Calma e suave, ela disse:

— Voltou, Armando. Voltou.

Como se nunca fosse entender, ele enviesou um rosto sorridente, desconfiado. Seu principal trabalho no momento era procurar reter o fôlego ofegante da corrida pelas esca­das, já que triunfalmente não chegara atrasado, já que ela estava ali a sorrir-lhe. Como se nunca fosse entender.

— Voltou o quê, perguntou afinal num tom inexpressi­vo.

Mas, enquanto procurava não entender jamais, o rosto cada vez mais suspenso do homem já entendera, sem que um traço se tivesse alterado. Seu trabalho principal era ganhar tempo e se concentrar em reter a respiração. O que de repente já não era mais difícil. Pois inesperadamente ele percebia com horror que a sala e a mulher estavam calmas e sem pressa. Mais desconfiado ainda, como quem fosse terminar enfim por dar uma gargalhada ao constatar o ab­surdo, ele no entanto teimava em manter o rosto enviesado, de onde a olhava em guarda, quase seu inimigo. E de onde começava a não poder se impedir de vê-la sentada com mãos cruzadas no colo, com a serenidade do vaga-lume que tem luz.

No olhar castanho e inocente o embaraço vaidoso de não ter podido resistir.

— Voltou o quê, disse ele de repente com dureza.

— Não pude impedir, disse ela, e a derradeira piedade pe­lo homem estava na sua voz, o último pedido de perdão que já vinha misturado à altivez de uma solidão já quase perfeita. Não pude impedir, repetiu, entregando-lhe com alívio a pieda­de que ela com esforço conseguira guardar até que ele chegas­se. Foi por causa das rosas, disse com modéstia.

Como se fosse para tirar o retrato daquele instante, ele manteve ainda o mesmo rosto isento, como se o fotógrafo lhe pedisse apenas um rosto e não a alma. Abriu a boca e involuntariamente a cara tomou por um instante a expres­são de desprendimento cómico que ele usara para esconder o vexame quando pedira aumento ao chefe. No instante se­guinte, desviou os olhos com vergonha pelo despudor de sua mulher, que, desabrochada e serena, ali estava.

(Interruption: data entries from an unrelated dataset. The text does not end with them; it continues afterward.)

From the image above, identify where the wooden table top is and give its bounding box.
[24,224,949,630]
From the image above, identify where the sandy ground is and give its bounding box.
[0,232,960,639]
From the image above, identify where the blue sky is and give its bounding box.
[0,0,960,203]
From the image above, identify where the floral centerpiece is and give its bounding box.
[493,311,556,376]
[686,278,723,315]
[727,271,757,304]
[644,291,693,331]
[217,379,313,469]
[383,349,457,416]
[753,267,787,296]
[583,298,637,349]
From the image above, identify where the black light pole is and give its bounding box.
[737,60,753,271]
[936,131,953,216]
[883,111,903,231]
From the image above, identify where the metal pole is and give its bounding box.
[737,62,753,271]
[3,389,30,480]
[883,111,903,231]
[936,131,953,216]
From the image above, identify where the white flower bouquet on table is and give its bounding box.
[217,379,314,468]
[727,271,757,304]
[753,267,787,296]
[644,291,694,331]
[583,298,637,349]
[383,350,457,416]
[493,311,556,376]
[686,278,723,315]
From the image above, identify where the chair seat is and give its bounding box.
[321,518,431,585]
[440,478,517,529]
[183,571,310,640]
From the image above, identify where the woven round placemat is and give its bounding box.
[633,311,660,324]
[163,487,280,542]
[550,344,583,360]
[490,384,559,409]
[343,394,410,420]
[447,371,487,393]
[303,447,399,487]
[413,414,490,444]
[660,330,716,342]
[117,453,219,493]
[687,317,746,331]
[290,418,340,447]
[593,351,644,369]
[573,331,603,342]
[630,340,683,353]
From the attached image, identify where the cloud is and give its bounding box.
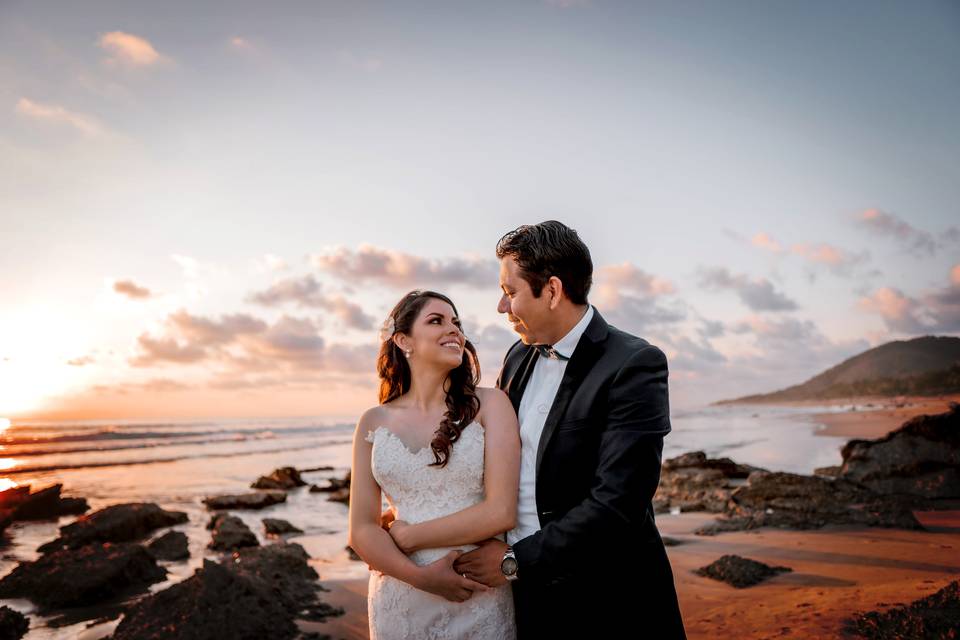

Mas de súbito a tensão caiu. Seus ombros se abaixaram, os traços do rosto cederam e uma grande pesadez relaxou-o. Ele a olhou envelhecido, curioso.

Ela estava sentada com o seu vestidinho de casa. Ele sa­bia que ela fizera o possível para não se tornar luminosa e inalcançável. Com timidez e respeito, ele a olhava. Envelhe­cido, cansado, curioso. Mas não tinha uma palavra sequer a dizer. Da porta aberta via sua mulher que estava sentada no sofá sem apoiar as costas, de novo alerta e tranquila co­mo um trem. Que já partira.